Boş lafı kazan kazan kaynatıp, bilgimiz olmasa da fikrimizin olduğu garip bir dönemin çok bilen halleriyle yaşıyor olduk bu hayatı.
Kızıp köpürerek, yangına körükle giderek, birilerine hakaretler edip söylenerek hiçbir iş yapmadan iş yapıyor gibi görünmek, yetip de artıyor bile.
Yaşamak, yaşatmak gündelik hayatın gerçeklerini bu güne taşımak önemini yitirdiği kadar en küçük takdiri dahi esirgiyoruz, günümüzün dijital değerler ortamında.
İşte böylesine bir dönemde Sevgili Sedat Çağlar üşenmemiş Niğde’mizin son on yıllık gelişimini baz alarak bu süreçte gerçekleşen olumlu veya olumsuz birçok faktörü ele alıp, grafik ve istatistiki veriler eşliğinde değerlendirerek, Niğde ile ilgili her kesimin faydalanabileceği bir kitabı, gayretle ortaya getirmiş.
Turizmden kültüre, asayişten madenciliğe, sağlıktan milli eğitime, tarımdan hayvancılığa kadar, toplamda 16 başlıkta Niğde incelenmiş, son on yıldaki verilerin ışığında.
Evet…
Geçtiğimiz pazartesi “Cumhuriyetimizin İkinci Yüzyılının Şafağında Niğde’nin Sosyal ve Ekonomik Durumu” adlı bu kitabın tanıtımı için Kale 100.Yıl Halk kütüphanesindeydik.
Yaşamsal ihtiyaçları karşılama mücadelemizin hem zihinsel hem de fiziksel olarak aşırı yük bindirdiği günümüz hayat serüvenimizde, yerel bazda biraz olsun bunun dışına çıkıp emek dökülmüş bir çalışmayı izleyip, tüm verileriyle kütüphaneme konuk etmek benim için ayrı bir zevkti.
Kitapta İlimizdeki sosyal, kültürel, eğitim ve ekonomik kalkınma gibi meydana gelen son 10 yıllık değişim oranları, verilerin analizi eşliğinde değişimlerin nedenleri irdeleniyor.
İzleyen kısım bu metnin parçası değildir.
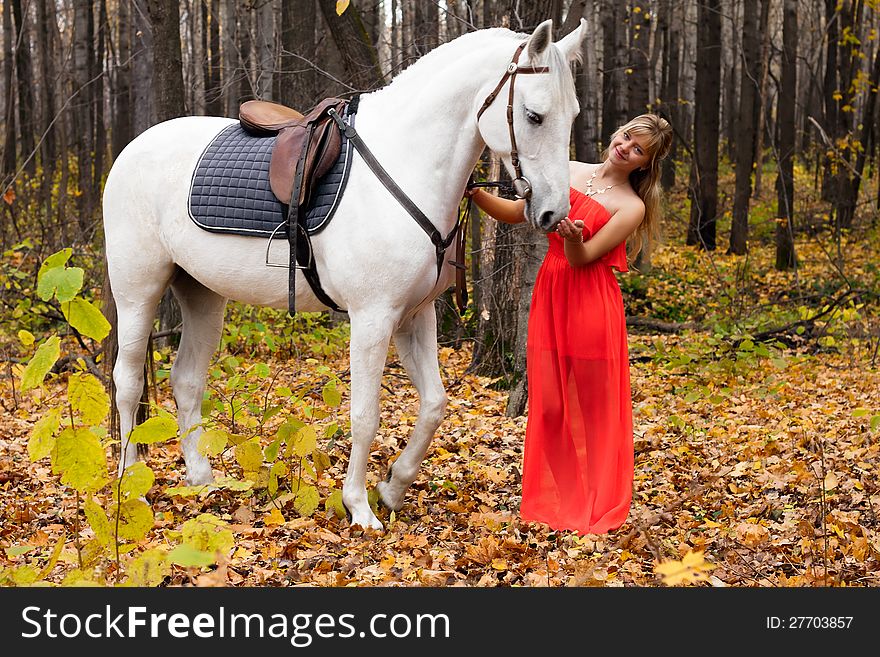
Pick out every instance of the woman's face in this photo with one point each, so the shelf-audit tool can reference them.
(628, 150)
Yine bu veriler eşliğinde geleceğe yönelik olası fikir jimnastiği yapılıyor. En azından belli bir döneme ait net paydaşların geleceğimizi de nasıl şekillendirebileceği noktasında ele alınan başlıklar, incelenmesi gereken bir kaynak niteliğini hakkıyla taşıyordu.
Kitabın basımına ciddi destek veren Vali Sayın Cahit Çelik ise konuşmasında “Niğde için geçmişte yazılmış olan Albert Gabriel’in kitabına da değinerek bu tarz kitapların gelecekte alınacak kararlarda, verilerin değerlendirilip doğru işlerin doğru şekillenmesine katkıda bulunacağının, altını çiziyordu”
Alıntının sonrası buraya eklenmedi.